I'm pleased and proud that even without any prodding on my part, my children have taken up the call for diversity in its ultimate form: diversity where it's hard to tell where one thing stops and another begins. One might argue that a call to prayer is the ultimate request for submission to someone's personal vision of God. I don't hear this when I listen to these beautiful calls. I don't hear a voice that is narrow, that asks me to become one thing, that asks me to stifle all that I am.
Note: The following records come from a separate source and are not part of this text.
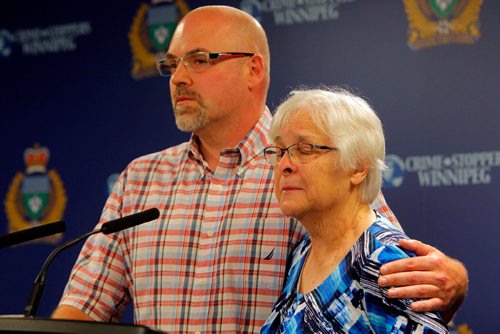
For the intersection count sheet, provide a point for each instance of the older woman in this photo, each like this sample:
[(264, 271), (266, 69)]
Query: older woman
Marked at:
[(328, 157)]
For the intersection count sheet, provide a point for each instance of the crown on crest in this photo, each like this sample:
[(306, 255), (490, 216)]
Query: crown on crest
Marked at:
[(36, 159)]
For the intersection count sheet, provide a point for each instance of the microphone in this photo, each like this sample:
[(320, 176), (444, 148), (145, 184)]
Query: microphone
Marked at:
[(32, 234), (130, 221), (106, 228)]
In Istanbul, one is able to see both Asia and Europe, where they blend, and where they separate. In the above video, there are two mosque calls happening simultaneously, one in Asia, one in Europe. I would love for you, my reader, to extrapolate just a bit further. You may not be Asian or European or even American…this is where the internet is incredible, because my audience is the world but this tool allows me to speak personally to each and every one of my visitors. But regardless of your ethnicity or religion or interests, imagine a way of being where you do not have to deny any part of what you are, but are welcome with the mash-up of ALL of what you are.
That's exactly what I am and what I look for, each and every moment.
Here's a wonderful travelogue through the different calls to prayer at different Turkish mosques, not recorded by my son (whose project has nothing to do with mosques!) but is fabulous anyway.
I really enjoyed this post. I also visited Istanbul and other parts of Turkey as a research student. I remember being woken at dawn on my first morning having no clue what the call was. It was sort of terrifying to hear it coming from all directions. I grew to love it though. Instanbul is a fascinating city. I’d love to go back.
Thanks for this great anecdote! The call to prayer is different from mosque to mosque, but I’ve noticed that they are even more distinctively different from country to country. I wish I had recorded the call to prayer in Riyadh, Saudi Arabia. It was very severe, as befits that landscape and their fundamentalist beliefs. It was beautiful, but in the way that a harsh climate is beautiful. I love Istanbul, too, and would love to go back!